Educated, Engaged and Excited: The Power of the Black Female Consumer

October 4, 2012  |  

Black women spend a lot of money and companies should be vying for their business with quality products and marketing that’s crafted to appeal to them. Goes without saying right? Wrong.

Early last week, we reported on new findings from The National Newspaper Publishers Association (aka Black Press of America) and Nielsen predicting that black buying power will total $1.1 trillion in 2015. Today, Advertising Week hosted a panel, “She’s Gonna Have It: Black Women, Their Money, Their Mindset, And Their Motivators” that dealt with the reality of the black female consumer and what companies should be doing to win her over.

The discussion opened with a few facts and figures about the black female market. Among them:

-Between 1991 and 2000, the number of black women getting a college degree rose 172 percent. It rose another 50-plus percent through 2011. “These women are poised to make a lot of money,” said panelist Cynthia Perkins-Roberts, VP of multicultural marketing for the Cabletelevision Advertising Bureau.

-Despite the high levels of unemployment in the black community brought on by The Great Recession, incomes are still rising.

-Thirty-eight percent of black households are led by women.

-“Social media is the game changer when you talk about black women. They are early adopters,” said Alisha Joseph, VP of diverse segments for Wells Fargo.

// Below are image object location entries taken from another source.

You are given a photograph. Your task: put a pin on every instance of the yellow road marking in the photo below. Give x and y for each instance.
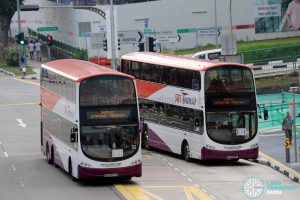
(14, 93)
(140, 192)
(279, 164)
(28, 82)
(19, 104)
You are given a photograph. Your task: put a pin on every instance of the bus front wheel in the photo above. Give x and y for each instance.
(71, 171)
(48, 155)
(186, 152)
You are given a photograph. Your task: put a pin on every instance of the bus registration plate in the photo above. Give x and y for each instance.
(117, 153)
(240, 132)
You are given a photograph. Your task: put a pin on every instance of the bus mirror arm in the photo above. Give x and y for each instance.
(74, 132)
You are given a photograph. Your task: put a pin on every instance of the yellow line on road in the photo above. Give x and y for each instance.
(140, 192)
(14, 93)
(19, 104)
(28, 82)
(279, 164)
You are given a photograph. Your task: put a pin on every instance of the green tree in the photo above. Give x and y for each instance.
(7, 11)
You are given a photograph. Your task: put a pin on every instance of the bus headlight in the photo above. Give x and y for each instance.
(136, 162)
(83, 164)
(254, 146)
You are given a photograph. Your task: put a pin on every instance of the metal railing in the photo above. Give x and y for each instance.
(263, 56)
(60, 49)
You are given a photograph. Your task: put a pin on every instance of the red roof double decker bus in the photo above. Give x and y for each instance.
(195, 108)
(90, 120)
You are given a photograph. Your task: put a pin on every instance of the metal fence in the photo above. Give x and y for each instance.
(263, 56)
(277, 106)
(60, 49)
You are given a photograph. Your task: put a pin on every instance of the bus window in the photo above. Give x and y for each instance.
(164, 75)
(136, 70)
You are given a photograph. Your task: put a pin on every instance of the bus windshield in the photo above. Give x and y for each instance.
(231, 127)
(108, 118)
(107, 90)
(228, 79)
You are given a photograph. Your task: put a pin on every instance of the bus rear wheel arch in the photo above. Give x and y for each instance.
(49, 154)
(70, 171)
(185, 151)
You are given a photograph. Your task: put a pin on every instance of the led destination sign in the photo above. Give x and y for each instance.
(108, 114)
(230, 101)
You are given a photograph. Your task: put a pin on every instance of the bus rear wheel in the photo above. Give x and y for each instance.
(48, 155)
(186, 152)
(71, 171)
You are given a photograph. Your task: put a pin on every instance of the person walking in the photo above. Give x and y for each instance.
(23, 63)
(293, 15)
(38, 50)
(287, 125)
(31, 50)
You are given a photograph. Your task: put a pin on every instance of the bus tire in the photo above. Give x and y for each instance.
(52, 157)
(145, 141)
(70, 170)
(48, 155)
(186, 151)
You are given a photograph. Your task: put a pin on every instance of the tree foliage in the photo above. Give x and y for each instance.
(8, 8)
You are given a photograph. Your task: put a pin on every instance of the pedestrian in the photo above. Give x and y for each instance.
(293, 15)
(287, 124)
(31, 50)
(23, 63)
(38, 50)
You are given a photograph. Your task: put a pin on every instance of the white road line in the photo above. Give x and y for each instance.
(5, 153)
(13, 168)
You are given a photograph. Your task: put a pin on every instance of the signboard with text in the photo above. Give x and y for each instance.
(276, 16)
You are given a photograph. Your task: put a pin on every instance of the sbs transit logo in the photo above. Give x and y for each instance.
(253, 187)
(182, 97)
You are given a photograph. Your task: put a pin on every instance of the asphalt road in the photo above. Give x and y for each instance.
(25, 174)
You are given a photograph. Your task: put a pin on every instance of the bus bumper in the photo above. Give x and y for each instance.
(209, 154)
(131, 171)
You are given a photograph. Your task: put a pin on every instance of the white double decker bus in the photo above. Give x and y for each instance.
(89, 120)
(197, 108)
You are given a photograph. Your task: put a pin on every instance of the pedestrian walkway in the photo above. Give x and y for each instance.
(273, 146)
(35, 66)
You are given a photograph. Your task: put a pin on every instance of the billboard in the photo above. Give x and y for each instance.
(276, 15)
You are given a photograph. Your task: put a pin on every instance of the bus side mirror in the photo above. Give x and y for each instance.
(74, 132)
(266, 114)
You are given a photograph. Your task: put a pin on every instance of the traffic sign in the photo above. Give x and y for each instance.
(49, 28)
(97, 40)
(186, 30)
(287, 143)
(130, 37)
(208, 32)
(168, 38)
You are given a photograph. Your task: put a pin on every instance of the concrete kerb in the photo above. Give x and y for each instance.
(7, 72)
(278, 166)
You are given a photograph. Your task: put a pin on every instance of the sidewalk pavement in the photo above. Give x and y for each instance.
(273, 153)
(35, 66)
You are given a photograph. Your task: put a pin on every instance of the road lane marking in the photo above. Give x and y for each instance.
(21, 123)
(141, 192)
(14, 93)
(5, 153)
(13, 168)
(279, 164)
(19, 104)
(28, 82)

“Black women need to be marketed to differently because the composition of their households are different,” added Perkins-Roberts. Or, to use a quote that Camille Leak, senior consultant at The Futures Company, posted on the video screens, “Black people are not dark-skinned white people.” (That comes from Tom Burrell, founder of Burrell Communications, BTW, and was met with cheers from the largely female though diverse audience.)

It has always been the case that when you’re reaching diverse markets, you have to use diverse tactics. But that hasn’t always been the practice at companies and brands. Oftentimes, advertising for the black community is same thing used for the mainstream market with a black actor cast to play the lead role. The message is still irrelevant.

Just yesterday, Pamela El, State Farm’s VP of marketing and one of the most influential marketing execs in the industry (as determined by Ad Age) called the way that she’s pitched by the ad agencies seeking her business “infuriating.”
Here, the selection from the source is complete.